Understanding the Stress-Energy Tensor & Solar Mass in General Relativity

[empdee4]

TL;DR

In tests of GR, stress-energy tensor is set to 0 in Schwarzschild solution, then is curvature caused by the sun, or by the 0 stress-energy?

In the test of General Relativity by perihelion motion of mercury, the stress-energy tensor is set to 0 in Schwarzschild solution. Then, is the curvature caused by solar mass, or by the 0 stress-energy? Or, do we consider solar mass as the gravitating mass? Or the 0 stress-energy the gravitating mass (material)? Explanation greatly appreciated.

 

[Ibix]

By Birkhoff's theorem, the spacetime outside a spherical mass is Schwarzschild spacetime. You just have to match it to an appropriate interior solution at the surface of the Sun.
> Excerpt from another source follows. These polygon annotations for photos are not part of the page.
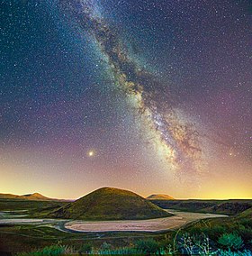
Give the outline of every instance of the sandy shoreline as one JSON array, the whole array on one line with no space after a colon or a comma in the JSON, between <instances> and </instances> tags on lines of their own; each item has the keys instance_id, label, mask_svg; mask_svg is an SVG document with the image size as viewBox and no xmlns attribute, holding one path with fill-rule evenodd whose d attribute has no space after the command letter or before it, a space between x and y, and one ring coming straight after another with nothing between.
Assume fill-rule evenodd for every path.
<instances>
[{"instance_id":1,"label":"sandy shoreline","mask_svg":"<svg viewBox=\"0 0 252 256\"><path fill-rule=\"evenodd\" d=\"M112 232L112 231L143 231L158 232L164 230L174 230L190 222L200 219L227 217L222 215L185 213L169 210L176 215L171 217L139 220L139 221L104 221L86 222L72 221L65 224L65 228L74 232Z\"/></svg>"}]
</instances>

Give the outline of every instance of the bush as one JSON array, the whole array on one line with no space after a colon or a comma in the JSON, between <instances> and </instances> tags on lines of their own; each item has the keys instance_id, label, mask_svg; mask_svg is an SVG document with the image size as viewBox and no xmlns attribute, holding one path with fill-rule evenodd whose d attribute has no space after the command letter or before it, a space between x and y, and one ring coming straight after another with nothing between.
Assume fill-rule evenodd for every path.
<instances>
[{"instance_id":1,"label":"bush","mask_svg":"<svg viewBox=\"0 0 252 256\"><path fill-rule=\"evenodd\" d=\"M135 243L135 248L148 254L159 253L160 251L158 242L153 239L139 240Z\"/></svg>"},{"instance_id":2,"label":"bush","mask_svg":"<svg viewBox=\"0 0 252 256\"><path fill-rule=\"evenodd\" d=\"M46 246L42 250L30 252L30 253L19 253L19 256L59 256L65 254L65 246L63 245L50 245Z\"/></svg>"},{"instance_id":3,"label":"bush","mask_svg":"<svg viewBox=\"0 0 252 256\"><path fill-rule=\"evenodd\" d=\"M92 245L89 243L85 243L81 246L79 253L90 253L92 251Z\"/></svg>"},{"instance_id":4,"label":"bush","mask_svg":"<svg viewBox=\"0 0 252 256\"><path fill-rule=\"evenodd\" d=\"M243 240L237 233L223 233L218 239L218 243L229 250L238 250L243 246Z\"/></svg>"}]
</instances>

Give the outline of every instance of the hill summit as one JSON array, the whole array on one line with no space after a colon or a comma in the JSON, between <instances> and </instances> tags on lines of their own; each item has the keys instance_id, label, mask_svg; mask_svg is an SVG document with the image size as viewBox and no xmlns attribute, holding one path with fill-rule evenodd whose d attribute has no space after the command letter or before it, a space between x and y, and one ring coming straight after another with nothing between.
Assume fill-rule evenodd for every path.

So the source of curvature is the Sun's stress-energy, yes. It just turns out that (to the extent that you can model the Sun as a non-rotating sphere) details apart from the total mass don't matter outside the Sun, just as they don't in Newtonian gravity.

 

[empdee4]

Assume two bodies of masses m and x•m are interacting with each other. In Newtonian gravitation, the force between two bodies are the same no matter which is considered gravitating or gravitated. That is, whether mgravitating = m and mgravitated = x•m , or mgravitating = x•m and mgravitated = m, the gravitational force is the same,
F = k mgravitating • mgravitated / r2 = x • m • m = k mgravitating • mgravitated / r2 = m • x • m
But in Einstein gravitation, mgravitated disappeared because equivalence between inertial and gravitation masses. The gravitation field is caused only by mgravitating , then the acceleration from gravitation would be different whether m or x • m is gravitating.
a = k mgravitating / r2
= k m/ r2 (if m is gravitating)

= k x • m / r2 (if x • m is gravitating)
The acceleration would be x times different between the two results. Obviously, this cannot be right because there can only be one answer in Nature.

 

[Nugatory]

The gravitation field is caused only by mgravitating ,

Careful... that is not generally true of solutions to Einstein’s field equations. It is true only in one particular case, namely when the mass of the smaller object is completely negligible compared with the larger mass so we can use the Schwarzschild solution.

Newtonian gravity gives the same result for this case.

 

[PeterDonis]

Assume two bodies of masses m and x•m are interacting with each other.

There is no such thing in GR; gravity is not a force in GR, and massive bodies that are separated from each other do not "interact" directly. They each affect the overall spacetime geometry in which both of them move, and that spacetime geometry in turn affects how each one moves.

In other words, "gravity" in GR does not work the same as Newtonian gravity. Your questions assume it does, so they are based on a misconception.

 

[anuttarasammyak]

Summary:: In tests of GR, stress-energy tensor is set to 0 in Schwarzschild solution, then is curvature caused by the sun, or by the 0 stress-energy?

Then, is the curvature caused by solar mass, or by the 0 stress-energy?

R_{\mu\nu}=0
in the "empty" space where mercury moves. There curvature R=0 also but $R_{\mu\nu\xi\rho} \neq 0$ in general.

 

[Ibix]

But in Einstein gravitation, mgravitated disappeared because equivalence between inertial and gravitation masses. The gravitation field is caused only by mgravitating , then the acceleration from gravitation would be different whether m or x • m is gravitating.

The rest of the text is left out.